Last I worked with Sencha SDK it was still version 1.2.3 beta. I had many difficulties with it and decided it certainly wasn’t ready, even for manual builds of my ASP.NET/ExtJS projects. Well, version 2.0.0 beta 3 has been out for a while now and I decided to give it a try.

The Good

I am now able to reference local .html files in the command line parameters.
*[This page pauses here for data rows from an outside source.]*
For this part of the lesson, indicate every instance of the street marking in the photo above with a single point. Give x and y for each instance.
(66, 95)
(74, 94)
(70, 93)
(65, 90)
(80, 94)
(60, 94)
In last version I was only able to point it to an HTTP URL, which didn’t work for my Windows-authenticated websites.

The Bad

  1. I am unable to reference a local Default.aspx file – I get an error saying “URI incorrect” or something of the sort
  2. When I made a basic .html page with references to my JavaScript code, in a project that uses ExtJS 4.1 auto-loader without issue, all I got were the following vague errors in the console, when trying to build:
ReferenceError: Can't find variable: Ext

  phantomjs://webpage.evaluate():2
  phantomjs://webpage.evaluate():1
  C:\Program Files (x86)\SenchaSDKTools-2.0.0-beta3\compat\scripts\phantomjs-jsb.js:299

The Verdict

Sencha says it’s beta, so I would be very cautious about building any production code base with it. Even if you can get it to build, I’d run a full test pass on the resulting code.